Shares of General Motors (NYSE:GM) have seen healthy gains in the wake of its third quarter results, released on Wednesday before the market open.
The car manufacturer reported solid earnings, driven by its North American operations and better-than-expected performance in Europe.
Despite the ongoing improvements and prospects for the new line-up in 2014 and 2015, I continue to be cautious.
Third Quarter Results
General Motors generated third quarter revenues of $38.98 billion, up 3.7% on the year before. Despite the modest growth, revenues fell short compared to consensus estimates of $39.4 billion.
While operating earnings rose from $2.3 to $2.6 billion, reported GAAP earnings were under pressure due to higher tax expenses and losses from special items.
GAAP net earnings, after taking preferred dividends and charges related to the purchase of preferred stock into account, nearly halved to $757 million. GAAP earnings per share roughly halved from $0.89 to $0.45 per share.
Adjusted earnings, excluding special items came in at $0.96 per share, compared to $0.93 per share last year. Analysts were looking for earnings of $0.94 per share.
CEO and Chairman Dan Akerson commented on the third quarter developments, "we made gains in the third quarter as we improved our North American margins and increased our global share on the strength of our Chevrolet brand. Our efforts to build great cars and trucks and deliver solid financial results were recognized this quarter by Moody's investment grade rating."
Looking Into The Results
Like competitor Ford (NYSE:F), the solid financial results at General Motors are driven by its North American operations. That being said, global sales rose by merely half a percent to 1.58 million cars. The global market share rose by 10 basis points to 11.7% as market shares across the continents have been relatively stable.
Operating earnings in the North American unit rose by 28% to $2.19 billion. Losses at the European activities more than halved to $214 million. Disappointing was the performance of the international activities, as operating earnings fell by 60% to just below the $300 million mark. Earnings in South America rose by 78% to $284 million.
General Motors ended the third quarter with $26.8 billion in cash, equivalents and marketable securities for its automotive division, while the financing unit holds another $1.8 billion in cash and equivalents. GM holds a total of $32.8 billion in short and long term debt, including liabilities of the financing unit. This excludes the large pension liabilities on the balance sheet.
Revenues for the first nine months of the year came in at $114.94 billion, up 1.8% on the year before.

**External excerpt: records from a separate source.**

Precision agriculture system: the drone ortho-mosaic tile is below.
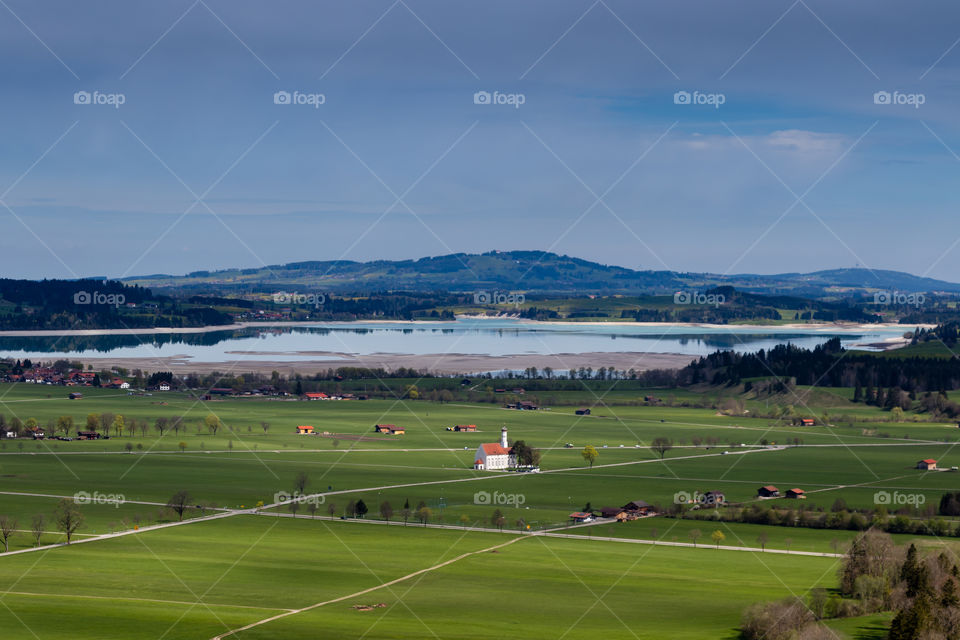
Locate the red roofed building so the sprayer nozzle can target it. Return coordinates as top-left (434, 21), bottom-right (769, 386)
top-left (473, 427), bottom-right (517, 471)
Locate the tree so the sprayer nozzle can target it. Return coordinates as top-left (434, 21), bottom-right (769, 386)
top-left (57, 416), bottom-right (73, 436)
top-left (53, 498), bottom-right (83, 544)
top-left (710, 529), bottom-right (727, 549)
top-left (757, 531), bottom-right (770, 551)
top-left (580, 444), bottom-right (600, 469)
top-left (30, 513), bottom-right (47, 547)
top-left (293, 471), bottom-right (310, 496)
top-left (650, 437), bottom-right (673, 460)
top-left (417, 505), bottom-right (433, 526)
top-left (167, 489), bottom-right (190, 522)
top-left (0, 516), bottom-right (17, 553)
top-left (203, 413), bottom-right (223, 435)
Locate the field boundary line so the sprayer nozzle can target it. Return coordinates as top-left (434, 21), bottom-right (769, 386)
top-left (5, 591), bottom-right (293, 611)
top-left (211, 537), bottom-right (523, 640)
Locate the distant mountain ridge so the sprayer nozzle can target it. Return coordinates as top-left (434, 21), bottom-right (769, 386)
top-left (124, 251), bottom-right (960, 297)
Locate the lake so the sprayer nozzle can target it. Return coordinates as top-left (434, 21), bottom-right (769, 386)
top-left (0, 318), bottom-right (912, 362)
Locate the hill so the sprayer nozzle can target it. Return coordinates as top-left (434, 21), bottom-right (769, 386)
top-left (126, 251), bottom-right (960, 298)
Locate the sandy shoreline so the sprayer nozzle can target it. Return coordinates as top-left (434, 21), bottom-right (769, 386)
top-left (56, 352), bottom-right (695, 375)
top-left (0, 316), bottom-right (924, 338)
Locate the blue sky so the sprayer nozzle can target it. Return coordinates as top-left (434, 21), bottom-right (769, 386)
top-left (0, 0), bottom-right (960, 280)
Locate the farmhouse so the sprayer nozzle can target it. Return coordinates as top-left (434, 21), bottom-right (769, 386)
top-left (623, 500), bottom-right (653, 516)
top-left (757, 484), bottom-right (780, 498)
top-left (700, 491), bottom-right (727, 507)
top-left (373, 424), bottom-right (407, 436)
top-left (473, 427), bottom-right (517, 471)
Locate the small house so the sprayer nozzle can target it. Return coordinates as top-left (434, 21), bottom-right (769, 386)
top-left (757, 484), bottom-right (780, 498)
top-left (698, 491), bottom-right (727, 507)
top-left (600, 507), bottom-right (627, 522)
top-left (621, 500), bottom-right (653, 516)
top-left (373, 424), bottom-right (406, 436)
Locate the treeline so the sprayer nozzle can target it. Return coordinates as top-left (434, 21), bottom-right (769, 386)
top-left (677, 338), bottom-right (960, 402)
top-left (0, 278), bottom-right (233, 330)
top-left (741, 530), bottom-right (960, 640)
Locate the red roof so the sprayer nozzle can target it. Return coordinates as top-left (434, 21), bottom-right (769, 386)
top-left (480, 442), bottom-right (510, 456)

Earnings for the period came in at $4.30 billion, down by 13.8%. GAAP net income came in at $3.04 billion. Note that revenues of almost $155 billion for the year should be attainable, while GAAP earnings should be able to come in around $4.5 billion.
Factoring in gains of 3%, with shares trading around $37 per share, the market values General Motors at $55 billion. This values equity in the firm at 0.35 times annual revenues and 12 times annual earnings.
General Motors does not pay a dividend at the moment.
Some Historical Perspective
GM was already in bad shape heading into the 2008 recession, as the company was reporting losses since 2005 amidst strong economic growth. What followed was the $49.5 billion bailout in 2009, on which the government is now facing losses of $10 billion.
General Motors, or often called "Government Motors" those days was quick to make its comeback on the stock exchange through a $20 billion public offering in 2010. At the time it sold shares to the general public again at $33 per share.
Stripped from many of its past liabilities, shares quickly moved up to $40 per share in 2010. Shares fell back to lows around $20 in 2011 and 2012, to steady re-gain lost ground again with shares trading around $37 per share at the moment.
GM reported solid earnings, although there are always some pluses and minuses within such a large conglomerate. Over the past quarter, worldwide sales hardly rose, while international earnings were impacted by extensive car recalls in India and Southeast Asia, a region within which GM furthermore faced tough price competition.
For now, the strength totally relies on the continued progress in North America, which is expected to strengthen through 2014 and 2015 with the new product line-up hitting the market. Note that profit margins already jumped by 160 basis points to 9.3% of revenues, approaching GM's target of 10%. Investors were also positively surprised with the further loss reductions in Europe, where it showed revenue growth on the year before and the company remains on track to break-even next year or the year thereafter.
Back in July of this year, I last took a look at GM's prospects. I concluded that GM lost a lot of its market domination and the favor of the public to Ford in the wake of the recession. Despite the fact that European activities are improving, and GM is being able to "free" itself from the government as shareholders, it is still dealing with large pension obligations. Fortunately, leverage concerns are far away given the huge cash balances over the firm.
Three months ago, I favored Ford (F) over GM given the similar valuation, the appealing dividend, faster current revenue growth and better goodwill with the US public. While expectations are high for GM's new product lines in the coming two years, which could spur earnings growth and GM's share price, the company still has a lot to prove to me. I still see some execution risks ahead, given the troubled historical performance.
I reiterate my stance, I continue to favor Ford over General Motors.